- Native name: 増田康宏
- Born: November 4, 1997 (age 28)
- Hometown: Akishima, Tokyo

Career
- Achieved professional status: October 1, 2014 (aged 16)
- Badge number: 297
- Rank: 8-dan
- Teacher: Taku Morishita (9-dan)
- Tournaments won: 2
- Meijin class: A
- Ryūō class: 3

Websites
- JSA profile page

= Yasuhiro Masuda =

Japanese shogi player (born 1997)

Yasuhiro Masuda (増田 康宏, Masuda Yasuhiro) is a Japanese professional shogi player ranked 8-dan.

==Early life, amateur shogi and apprenticeship==
Yasuhiro Masuda was born on November 4, 1997, in Akishima, Tokyo. (Note: Masuda is the first person born after Yoshiharu Habu became a 7-crown (hold seven major titles simultaneously) in 1996 to become a shogi professional.) He learned shogi when he was about five years old after his mother brought home a board game box which included a shogi set. Masuda won the upper-grade section of the Elementary School Student Kurashiki Ōshō Tournament as an elementary school fourth-grade student in 2007, and the following year finished tied for third place in the Elementary School Student Meijin Tournament.

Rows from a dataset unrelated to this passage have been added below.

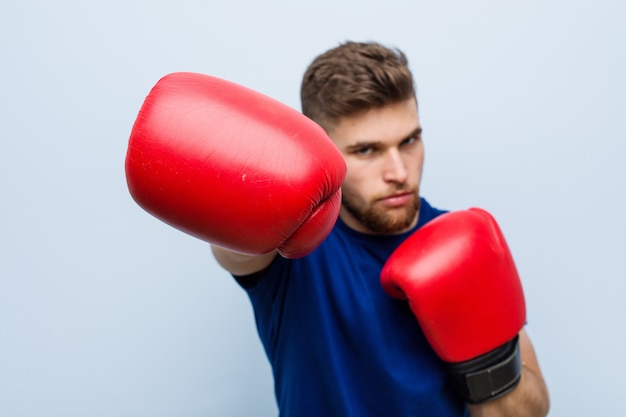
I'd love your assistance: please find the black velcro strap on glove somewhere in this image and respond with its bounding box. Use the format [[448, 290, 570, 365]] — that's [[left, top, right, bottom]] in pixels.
[[448, 336, 522, 404]]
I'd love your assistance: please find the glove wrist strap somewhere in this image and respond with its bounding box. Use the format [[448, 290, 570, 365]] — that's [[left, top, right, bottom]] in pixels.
[[449, 337, 522, 404]]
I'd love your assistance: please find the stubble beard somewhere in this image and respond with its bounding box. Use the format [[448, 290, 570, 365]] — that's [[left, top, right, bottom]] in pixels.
[[341, 187, 420, 235]]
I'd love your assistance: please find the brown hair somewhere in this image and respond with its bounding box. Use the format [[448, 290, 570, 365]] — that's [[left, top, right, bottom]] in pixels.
[[300, 42, 415, 131]]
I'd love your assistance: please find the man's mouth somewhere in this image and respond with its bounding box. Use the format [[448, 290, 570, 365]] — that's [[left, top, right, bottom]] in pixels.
[[379, 191, 415, 207]]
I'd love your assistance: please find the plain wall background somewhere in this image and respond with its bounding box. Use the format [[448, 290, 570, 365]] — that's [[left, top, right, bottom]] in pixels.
[[0, 0, 626, 417]]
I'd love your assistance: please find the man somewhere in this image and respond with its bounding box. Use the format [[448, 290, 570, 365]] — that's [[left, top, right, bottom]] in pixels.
[[129, 42, 549, 417]]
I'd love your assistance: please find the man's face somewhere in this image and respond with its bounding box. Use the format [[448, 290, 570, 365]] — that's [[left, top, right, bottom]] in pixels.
[[329, 98, 424, 234]]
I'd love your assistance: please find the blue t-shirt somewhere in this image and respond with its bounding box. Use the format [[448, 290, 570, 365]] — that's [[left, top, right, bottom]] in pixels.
[[248, 199, 469, 417]]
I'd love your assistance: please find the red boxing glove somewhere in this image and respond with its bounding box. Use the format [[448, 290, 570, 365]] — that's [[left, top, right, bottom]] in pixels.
[[126, 73, 346, 258], [381, 209, 526, 403]]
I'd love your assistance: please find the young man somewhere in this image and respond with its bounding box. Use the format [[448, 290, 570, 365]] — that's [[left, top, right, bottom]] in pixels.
[[126, 42, 549, 417], [213, 42, 548, 417]]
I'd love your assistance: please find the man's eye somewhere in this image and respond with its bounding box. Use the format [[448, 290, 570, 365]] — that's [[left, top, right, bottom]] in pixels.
[[355, 146, 374, 155]]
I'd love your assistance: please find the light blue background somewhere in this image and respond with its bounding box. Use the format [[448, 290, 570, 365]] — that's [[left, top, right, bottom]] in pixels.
[[0, 0, 626, 417]]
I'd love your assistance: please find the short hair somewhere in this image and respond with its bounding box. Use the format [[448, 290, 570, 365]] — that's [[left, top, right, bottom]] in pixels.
[[300, 41, 416, 131]]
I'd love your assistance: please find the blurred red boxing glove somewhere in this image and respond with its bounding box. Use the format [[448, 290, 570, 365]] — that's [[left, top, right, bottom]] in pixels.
[[126, 73, 346, 257], [381, 209, 526, 403]]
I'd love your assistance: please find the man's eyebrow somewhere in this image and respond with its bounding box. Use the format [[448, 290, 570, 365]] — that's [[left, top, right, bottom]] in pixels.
[[404, 126, 422, 140]]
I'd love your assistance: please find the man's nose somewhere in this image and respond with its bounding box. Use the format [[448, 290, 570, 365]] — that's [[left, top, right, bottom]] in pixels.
[[383, 149, 409, 183]]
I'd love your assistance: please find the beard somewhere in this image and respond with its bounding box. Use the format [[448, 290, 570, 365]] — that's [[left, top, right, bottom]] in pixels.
[[341, 187, 420, 234]]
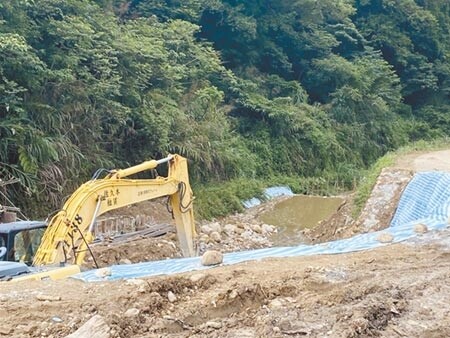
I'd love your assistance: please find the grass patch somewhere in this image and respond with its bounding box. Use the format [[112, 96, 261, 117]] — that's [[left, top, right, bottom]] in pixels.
[[193, 138, 450, 220], [352, 138, 450, 218]]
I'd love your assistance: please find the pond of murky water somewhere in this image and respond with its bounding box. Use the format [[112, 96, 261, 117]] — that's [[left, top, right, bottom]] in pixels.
[[259, 196, 344, 246]]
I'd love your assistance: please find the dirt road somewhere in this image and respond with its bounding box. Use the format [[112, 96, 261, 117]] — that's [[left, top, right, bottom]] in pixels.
[[0, 152, 450, 338]]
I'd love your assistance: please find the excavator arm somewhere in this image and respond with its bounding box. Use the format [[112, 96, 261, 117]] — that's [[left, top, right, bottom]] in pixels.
[[33, 155, 195, 266]]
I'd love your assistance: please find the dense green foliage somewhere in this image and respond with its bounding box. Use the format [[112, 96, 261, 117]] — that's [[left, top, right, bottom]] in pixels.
[[0, 0, 450, 217]]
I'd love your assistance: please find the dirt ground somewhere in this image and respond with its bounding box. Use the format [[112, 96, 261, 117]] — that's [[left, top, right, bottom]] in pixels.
[[0, 150, 450, 338]]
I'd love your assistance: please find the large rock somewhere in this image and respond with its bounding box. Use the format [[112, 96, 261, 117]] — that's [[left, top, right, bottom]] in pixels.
[[209, 222, 222, 233], [66, 315, 111, 338], [377, 232, 394, 243], [414, 224, 428, 234], [209, 231, 222, 243], [200, 225, 213, 235], [250, 224, 262, 234], [261, 223, 275, 235], [223, 224, 236, 236], [202, 250, 223, 266]]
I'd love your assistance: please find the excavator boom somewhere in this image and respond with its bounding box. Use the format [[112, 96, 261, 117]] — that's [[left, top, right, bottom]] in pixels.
[[33, 155, 195, 266]]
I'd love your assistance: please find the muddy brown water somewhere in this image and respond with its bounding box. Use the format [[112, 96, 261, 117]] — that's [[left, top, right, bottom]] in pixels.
[[259, 196, 344, 246]]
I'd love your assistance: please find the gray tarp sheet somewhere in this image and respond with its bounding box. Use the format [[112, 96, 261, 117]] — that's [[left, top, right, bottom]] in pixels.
[[74, 172, 450, 282]]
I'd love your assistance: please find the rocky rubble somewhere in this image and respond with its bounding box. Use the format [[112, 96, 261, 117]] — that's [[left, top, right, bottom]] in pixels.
[[198, 214, 277, 254]]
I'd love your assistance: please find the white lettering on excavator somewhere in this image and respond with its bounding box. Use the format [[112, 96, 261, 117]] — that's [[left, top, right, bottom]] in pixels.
[[138, 189, 156, 196]]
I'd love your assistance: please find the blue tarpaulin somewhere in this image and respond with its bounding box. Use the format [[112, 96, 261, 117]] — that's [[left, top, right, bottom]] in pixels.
[[74, 172, 450, 282]]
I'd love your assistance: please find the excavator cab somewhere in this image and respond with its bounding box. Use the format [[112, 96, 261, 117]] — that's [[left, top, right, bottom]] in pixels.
[[0, 155, 195, 280], [0, 221, 47, 265]]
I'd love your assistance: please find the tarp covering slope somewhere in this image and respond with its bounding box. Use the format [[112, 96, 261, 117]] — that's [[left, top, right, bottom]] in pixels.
[[75, 172, 450, 282]]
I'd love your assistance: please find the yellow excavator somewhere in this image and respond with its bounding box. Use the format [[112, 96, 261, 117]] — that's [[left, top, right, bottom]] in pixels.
[[0, 155, 195, 281]]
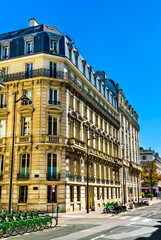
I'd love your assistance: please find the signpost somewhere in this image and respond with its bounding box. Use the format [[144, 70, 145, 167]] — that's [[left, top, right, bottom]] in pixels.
[[52, 183, 55, 214]]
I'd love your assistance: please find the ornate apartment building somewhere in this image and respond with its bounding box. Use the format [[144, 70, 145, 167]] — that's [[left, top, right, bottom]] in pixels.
[[0, 19, 140, 211]]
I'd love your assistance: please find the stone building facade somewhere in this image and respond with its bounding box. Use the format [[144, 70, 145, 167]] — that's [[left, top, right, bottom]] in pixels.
[[0, 19, 140, 211]]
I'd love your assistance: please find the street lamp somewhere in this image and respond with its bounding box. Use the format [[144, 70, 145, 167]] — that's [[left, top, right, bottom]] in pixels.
[[8, 93, 31, 213], [87, 126, 96, 213]]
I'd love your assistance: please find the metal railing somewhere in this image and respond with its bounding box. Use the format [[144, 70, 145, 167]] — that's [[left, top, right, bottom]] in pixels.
[[4, 68, 120, 125], [17, 173, 29, 180], [46, 173, 60, 181]]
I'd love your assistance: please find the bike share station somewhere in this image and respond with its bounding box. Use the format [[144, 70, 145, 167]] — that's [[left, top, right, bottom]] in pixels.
[[0, 183, 61, 238]]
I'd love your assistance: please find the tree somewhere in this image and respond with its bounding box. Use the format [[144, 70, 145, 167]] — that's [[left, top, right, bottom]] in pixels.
[[141, 161, 161, 201]]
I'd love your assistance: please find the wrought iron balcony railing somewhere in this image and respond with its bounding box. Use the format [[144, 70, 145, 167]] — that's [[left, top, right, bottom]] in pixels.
[[49, 100, 60, 105], [4, 68, 120, 126], [17, 173, 29, 180], [46, 173, 60, 181]]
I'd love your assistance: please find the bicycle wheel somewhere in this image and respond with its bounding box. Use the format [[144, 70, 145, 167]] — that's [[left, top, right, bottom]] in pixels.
[[3, 225, 13, 238], [0, 224, 3, 238], [20, 223, 28, 235], [51, 217, 56, 228], [26, 222, 35, 233], [12, 223, 21, 236]]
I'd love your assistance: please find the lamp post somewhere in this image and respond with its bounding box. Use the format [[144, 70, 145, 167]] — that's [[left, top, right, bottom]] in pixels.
[[87, 126, 96, 213], [8, 93, 30, 213]]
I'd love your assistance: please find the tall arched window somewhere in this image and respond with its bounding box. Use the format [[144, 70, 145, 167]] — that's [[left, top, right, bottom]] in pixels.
[[47, 153, 57, 180], [0, 154, 4, 177], [20, 153, 30, 177]]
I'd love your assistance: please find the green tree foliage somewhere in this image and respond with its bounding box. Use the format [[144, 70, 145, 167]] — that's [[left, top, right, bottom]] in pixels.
[[141, 161, 161, 187]]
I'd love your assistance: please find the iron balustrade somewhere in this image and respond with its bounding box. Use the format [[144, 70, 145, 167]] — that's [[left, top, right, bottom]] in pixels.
[[46, 173, 60, 181], [4, 68, 120, 126], [76, 175, 82, 182], [68, 174, 76, 181], [89, 177, 95, 183], [17, 173, 29, 180], [49, 100, 60, 105]]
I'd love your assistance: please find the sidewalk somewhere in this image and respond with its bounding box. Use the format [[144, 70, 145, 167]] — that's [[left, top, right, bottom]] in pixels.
[[53, 198, 161, 224]]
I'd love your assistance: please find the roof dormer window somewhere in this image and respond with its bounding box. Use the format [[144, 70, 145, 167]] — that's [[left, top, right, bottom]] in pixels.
[[24, 35, 34, 55], [50, 39, 58, 54], [3, 46, 9, 60]]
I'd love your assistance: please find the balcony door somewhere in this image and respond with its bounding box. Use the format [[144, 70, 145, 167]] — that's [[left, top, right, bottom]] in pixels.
[[47, 153, 57, 180], [20, 153, 30, 177], [49, 89, 58, 105], [50, 62, 56, 78]]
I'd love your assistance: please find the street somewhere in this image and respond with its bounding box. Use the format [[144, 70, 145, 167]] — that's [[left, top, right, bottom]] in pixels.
[[9, 203, 161, 240]]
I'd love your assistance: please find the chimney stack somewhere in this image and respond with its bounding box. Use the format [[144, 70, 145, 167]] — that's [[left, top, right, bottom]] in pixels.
[[29, 18, 40, 27]]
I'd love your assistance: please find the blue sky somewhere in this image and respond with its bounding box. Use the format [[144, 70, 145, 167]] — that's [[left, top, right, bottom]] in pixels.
[[0, 0, 161, 155]]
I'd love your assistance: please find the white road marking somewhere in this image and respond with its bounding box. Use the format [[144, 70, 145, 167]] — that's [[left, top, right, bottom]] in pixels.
[[90, 234, 105, 240], [130, 217, 141, 221], [62, 215, 84, 218], [119, 216, 130, 219], [142, 219, 152, 222], [127, 222, 136, 226]]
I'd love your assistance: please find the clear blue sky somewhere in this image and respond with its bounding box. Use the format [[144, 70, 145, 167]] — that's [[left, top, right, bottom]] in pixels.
[[0, 0, 161, 155]]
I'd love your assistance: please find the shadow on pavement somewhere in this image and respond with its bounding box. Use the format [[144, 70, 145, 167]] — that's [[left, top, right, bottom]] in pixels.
[[136, 221, 161, 240]]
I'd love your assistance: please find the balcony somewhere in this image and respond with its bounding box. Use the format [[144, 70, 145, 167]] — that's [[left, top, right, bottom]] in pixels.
[[18, 135, 31, 143], [69, 138, 85, 148], [89, 177, 95, 183], [49, 100, 60, 106], [102, 179, 106, 184], [0, 138, 6, 145], [115, 181, 120, 185], [68, 174, 76, 181], [97, 178, 101, 183], [106, 179, 110, 184], [4, 68, 120, 127], [17, 173, 29, 180], [46, 173, 60, 181], [0, 104, 7, 108], [110, 180, 113, 185], [76, 175, 82, 182]]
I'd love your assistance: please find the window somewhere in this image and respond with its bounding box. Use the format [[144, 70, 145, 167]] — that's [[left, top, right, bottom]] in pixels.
[[50, 39, 58, 54], [47, 153, 57, 180], [22, 90, 31, 105], [26, 41, 33, 55], [22, 117, 31, 136], [48, 116, 57, 135], [49, 89, 58, 105], [50, 62, 57, 78], [2, 67, 8, 80], [83, 64, 86, 76], [20, 153, 30, 177], [70, 186, 74, 202], [89, 71, 91, 82], [77, 186, 80, 202], [47, 186, 57, 203], [19, 186, 28, 203], [26, 63, 33, 78], [2, 46, 9, 60], [0, 120, 6, 138], [0, 154, 4, 176], [75, 55, 78, 68], [69, 48, 72, 61], [0, 93, 7, 108]]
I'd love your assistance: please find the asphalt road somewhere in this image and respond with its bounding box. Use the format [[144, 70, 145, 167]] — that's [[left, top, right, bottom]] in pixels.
[[6, 203, 161, 240]]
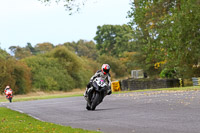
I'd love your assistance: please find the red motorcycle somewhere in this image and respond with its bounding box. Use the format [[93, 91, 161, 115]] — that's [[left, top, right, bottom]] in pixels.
[[5, 89, 13, 103]]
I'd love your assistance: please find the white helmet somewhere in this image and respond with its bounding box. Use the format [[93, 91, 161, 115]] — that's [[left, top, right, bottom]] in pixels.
[[101, 64, 110, 75]]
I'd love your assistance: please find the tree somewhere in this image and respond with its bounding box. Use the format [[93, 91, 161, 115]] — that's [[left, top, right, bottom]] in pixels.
[[94, 24, 133, 57], [128, 0, 200, 77], [63, 40, 98, 60], [39, 0, 87, 15], [35, 42, 54, 53], [9, 46, 32, 60]]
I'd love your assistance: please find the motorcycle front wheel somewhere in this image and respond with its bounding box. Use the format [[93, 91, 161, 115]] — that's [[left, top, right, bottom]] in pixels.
[[8, 98, 12, 103], [90, 93, 100, 110]]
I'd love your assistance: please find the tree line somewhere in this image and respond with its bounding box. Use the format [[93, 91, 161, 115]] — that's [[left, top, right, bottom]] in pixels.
[[0, 0, 200, 94]]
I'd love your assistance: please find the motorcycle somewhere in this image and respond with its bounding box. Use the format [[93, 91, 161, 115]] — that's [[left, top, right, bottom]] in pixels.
[[5, 89, 13, 103], [86, 77, 108, 110]]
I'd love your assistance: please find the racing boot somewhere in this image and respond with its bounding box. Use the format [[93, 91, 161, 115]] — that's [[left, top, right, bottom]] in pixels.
[[83, 87, 93, 101]]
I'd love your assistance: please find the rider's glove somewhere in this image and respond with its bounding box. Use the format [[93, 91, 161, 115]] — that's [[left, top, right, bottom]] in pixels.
[[107, 87, 112, 95]]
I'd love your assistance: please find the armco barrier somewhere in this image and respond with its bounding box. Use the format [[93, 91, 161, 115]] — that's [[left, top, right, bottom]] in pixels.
[[192, 77, 200, 86], [120, 78, 180, 90]]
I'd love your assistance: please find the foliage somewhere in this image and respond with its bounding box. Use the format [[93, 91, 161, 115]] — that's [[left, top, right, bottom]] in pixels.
[[63, 40, 98, 60], [94, 24, 133, 57], [128, 0, 200, 77], [0, 58, 31, 94], [0, 107, 98, 133], [9, 42, 54, 60], [24, 47, 91, 91], [38, 0, 87, 15], [98, 55, 127, 78]]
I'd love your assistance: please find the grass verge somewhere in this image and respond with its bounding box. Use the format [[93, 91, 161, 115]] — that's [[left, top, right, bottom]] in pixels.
[[0, 86, 200, 102], [0, 107, 99, 133]]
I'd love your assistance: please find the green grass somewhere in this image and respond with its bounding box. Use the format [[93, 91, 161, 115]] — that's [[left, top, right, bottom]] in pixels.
[[0, 107, 99, 133]]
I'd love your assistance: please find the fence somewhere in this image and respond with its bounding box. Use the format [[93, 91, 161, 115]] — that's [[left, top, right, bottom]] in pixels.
[[120, 78, 180, 90]]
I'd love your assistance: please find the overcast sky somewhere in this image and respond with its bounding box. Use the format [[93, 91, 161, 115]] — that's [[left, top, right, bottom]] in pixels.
[[0, 0, 130, 51]]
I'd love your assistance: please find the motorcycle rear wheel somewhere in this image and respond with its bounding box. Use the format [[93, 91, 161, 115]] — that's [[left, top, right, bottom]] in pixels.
[[8, 98, 12, 103]]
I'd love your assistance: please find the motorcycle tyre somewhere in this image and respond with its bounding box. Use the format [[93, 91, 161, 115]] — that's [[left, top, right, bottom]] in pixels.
[[8, 98, 12, 103], [86, 102, 91, 110]]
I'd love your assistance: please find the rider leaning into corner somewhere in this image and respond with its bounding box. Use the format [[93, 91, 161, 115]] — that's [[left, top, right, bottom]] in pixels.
[[84, 64, 112, 99], [4, 85, 12, 96]]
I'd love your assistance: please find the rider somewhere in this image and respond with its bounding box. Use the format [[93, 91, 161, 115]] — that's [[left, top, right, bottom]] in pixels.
[[84, 64, 112, 98], [4, 85, 12, 96]]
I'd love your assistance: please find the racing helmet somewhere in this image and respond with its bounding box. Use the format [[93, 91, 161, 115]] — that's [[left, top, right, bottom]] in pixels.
[[101, 64, 110, 75], [6, 85, 10, 89]]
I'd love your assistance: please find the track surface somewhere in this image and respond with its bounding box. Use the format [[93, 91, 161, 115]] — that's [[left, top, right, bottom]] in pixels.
[[0, 91, 200, 133]]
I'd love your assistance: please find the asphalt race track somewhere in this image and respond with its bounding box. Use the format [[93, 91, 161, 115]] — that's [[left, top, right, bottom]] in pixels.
[[0, 91, 200, 133]]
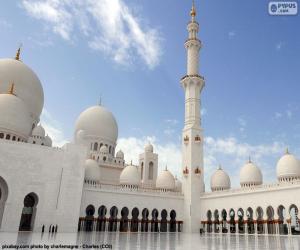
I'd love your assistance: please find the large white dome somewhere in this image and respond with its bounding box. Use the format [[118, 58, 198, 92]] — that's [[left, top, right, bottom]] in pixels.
[[276, 152, 300, 181], [120, 164, 141, 186], [0, 58, 44, 121], [75, 105, 118, 143], [85, 159, 100, 181], [156, 169, 175, 190], [210, 167, 230, 191], [240, 161, 263, 186], [0, 94, 32, 139]]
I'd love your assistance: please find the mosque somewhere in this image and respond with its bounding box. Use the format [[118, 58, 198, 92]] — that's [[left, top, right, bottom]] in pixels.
[[0, 2, 300, 234]]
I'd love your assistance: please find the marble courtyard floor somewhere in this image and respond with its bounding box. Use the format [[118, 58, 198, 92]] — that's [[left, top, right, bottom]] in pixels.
[[0, 232, 300, 250]]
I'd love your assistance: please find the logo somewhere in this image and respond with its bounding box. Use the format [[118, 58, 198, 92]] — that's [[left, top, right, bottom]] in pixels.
[[269, 2, 298, 16]]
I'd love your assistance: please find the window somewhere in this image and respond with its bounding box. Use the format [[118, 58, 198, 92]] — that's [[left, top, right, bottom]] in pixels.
[[148, 161, 153, 180], [94, 142, 98, 151]]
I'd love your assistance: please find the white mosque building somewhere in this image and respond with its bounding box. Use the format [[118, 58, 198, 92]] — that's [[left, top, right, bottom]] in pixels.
[[0, 2, 300, 234]]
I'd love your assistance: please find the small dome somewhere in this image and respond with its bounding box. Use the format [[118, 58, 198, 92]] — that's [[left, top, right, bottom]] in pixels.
[[75, 105, 118, 143], [276, 152, 300, 181], [100, 145, 108, 154], [32, 125, 45, 137], [145, 142, 153, 153], [240, 161, 263, 186], [116, 150, 124, 159], [45, 135, 52, 147], [120, 164, 141, 186], [0, 94, 32, 139], [85, 159, 100, 181], [0, 58, 44, 121], [175, 177, 182, 192], [156, 169, 175, 190], [210, 167, 230, 191]]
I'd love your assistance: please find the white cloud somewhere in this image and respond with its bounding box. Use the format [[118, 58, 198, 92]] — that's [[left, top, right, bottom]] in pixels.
[[41, 108, 68, 147], [22, 0, 162, 69]]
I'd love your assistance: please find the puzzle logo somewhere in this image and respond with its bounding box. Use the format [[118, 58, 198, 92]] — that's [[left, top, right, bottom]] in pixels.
[[269, 2, 298, 16]]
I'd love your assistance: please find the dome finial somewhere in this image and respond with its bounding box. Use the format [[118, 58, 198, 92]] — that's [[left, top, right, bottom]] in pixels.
[[8, 82, 15, 95], [15, 43, 22, 61], [190, 0, 197, 19], [248, 155, 252, 163], [285, 147, 290, 155]]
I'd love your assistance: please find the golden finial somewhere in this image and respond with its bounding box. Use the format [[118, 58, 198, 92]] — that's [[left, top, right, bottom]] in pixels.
[[15, 43, 22, 61], [285, 147, 290, 155], [190, 0, 197, 17], [248, 155, 252, 163], [8, 82, 15, 95]]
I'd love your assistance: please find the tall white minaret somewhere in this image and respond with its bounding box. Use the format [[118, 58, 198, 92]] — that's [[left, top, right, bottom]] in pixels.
[[181, 2, 204, 232]]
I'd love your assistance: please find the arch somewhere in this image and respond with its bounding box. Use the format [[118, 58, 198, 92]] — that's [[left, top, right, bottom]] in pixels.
[[237, 208, 245, 233], [169, 209, 176, 232], [160, 209, 168, 232], [289, 204, 300, 234], [221, 209, 228, 233], [19, 192, 39, 231], [256, 207, 264, 234], [120, 207, 129, 232], [141, 208, 149, 232], [277, 205, 288, 234], [108, 206, 118, 232], [96, 205, 107, 231], [206, 210, 212, 233], [266, 206, 275, 234], [130, 207, 140, 232], [0, 176, 8, 228], [84, 204, 95, 231], [246, 207, 255, 234], [148, 161, 154, 180], [151, 208, 158, 232]]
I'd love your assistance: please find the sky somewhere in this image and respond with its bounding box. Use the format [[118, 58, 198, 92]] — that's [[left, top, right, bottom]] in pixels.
[[0, 0, 300, 190]]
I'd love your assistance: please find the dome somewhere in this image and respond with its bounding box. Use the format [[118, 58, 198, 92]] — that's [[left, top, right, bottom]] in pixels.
[[32, 125, 45, 137], [210, 167, 230, 191], [145, 142, 153, 153], [100, 145, 108, 154], [116, 150, 124, 159], [0, 94, 32, 139], [276, 152, 300, 180], [175, 177, 182, 192], [240, 161, 263, 186], [120, 164, 140, 186], [75, 129, 86, 144], [45, 135, 52, 147], [0, 58, 44, 121], [75, 105, 118, 143], [156, 169, 175, 190], [85, 159, 100, 181]]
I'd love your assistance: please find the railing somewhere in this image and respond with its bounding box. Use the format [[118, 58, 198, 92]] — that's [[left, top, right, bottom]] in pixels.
[[84, 180, 183, 197], [202, 180, 300, 197]]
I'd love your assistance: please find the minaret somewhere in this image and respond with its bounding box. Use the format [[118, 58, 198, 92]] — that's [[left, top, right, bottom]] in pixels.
[[181, 2, 204, 232]]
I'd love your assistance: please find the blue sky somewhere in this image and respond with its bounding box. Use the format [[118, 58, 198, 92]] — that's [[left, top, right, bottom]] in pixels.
[[0, 0, 300, 186]]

In September 2008, Masuda entered the Japan Shogi Association's apprentice school at the rank of 6-kyū under the guidance of shogi professional Taku Morishita. He was promoted to the rank of 3-dan in April 2012, and obtained full professional status and the rank of 4-dan in October 2014 while a second-year high school student after finishing tied for first in the 55th 3-dan League with a record of 13 wins and 5 losses.

==Shogi professional==
In October 2016, Masuda won his first professional shogi tournament when he defeated Naohiro Ishida 2 games to none to win the 47th Shinjin-Ō title. He repeated the feat the following year when he defeated Daichi Sasaki 2 games to none to win the 48th Shinjin-Ō, thus becoming the first repeat winner since Takeshi Fujii in 1997. Masuda also advanced to the championship match of the 50th Shinjin-Ō tournament in October 2019 against Satoshi Takano and his attempt to become just the second three-time winner of the tournament started promising by winning Game 1; Takano, however, came back to win the next two games and the match.

On June 26, 2017, Masuda lost to Sōta Fujii in Ryūō ranking class game which was streamed live online and had received much pre-game press coverage both within Japan and internationally because a Fujii victory would allow him to set a new professional shogi record of 29 consecutive wins.

In December 2024, Masuda defeated Asuto Saitō in the best-of-two finals of the 50th Kiō challenger determination tournament to qualify for a major title match for the first time. In the 50th Kiō title match (February–March 2025) against defending Kiō title holder , Masuda lost the match 3 games to none. Reflecting on his first title match appearance in the post-match press conference held after Game 3, Masuda stated that he thought he played well during the opening phases of each game and was able to keep the games close, but had trouble in the middle game, even when he had an advantageous position, and felt that was where he was unable to match Fujii.

Masuda challenged Fujji for the Kiō title for the second year in row and was leading the 51st Kiō Title Match (February–March 2026) two games to one after winning Game 3 to move within one win of his first major title; however, he was unable to close out the match and Fujii won the next two games to defend his title.

===Promotion history===
The promotion history for Masuda is as follows:
- 6-kyū: September 2008
- 3-dan: April 2012
- 4-dan: October 1, 2014
- 5-dan: January 12, 2018
- 6-dan: May 22, 2018
- 7-dan: February 8, 2023
- 8-dan: March 7, 2024

===Titles and other championships===
Masuda has appeared in two major title matches, but has yet to win a major title; he is, however, a two-time winner of the Shinjin-Ō tournament.

===Year-end prize money and game fee ranking===
Masuda has finished in the "Top 10" of the JSA's year-end prize money and game fee rankings once: seventh with JPY 17,190,000 in earnings in 2025.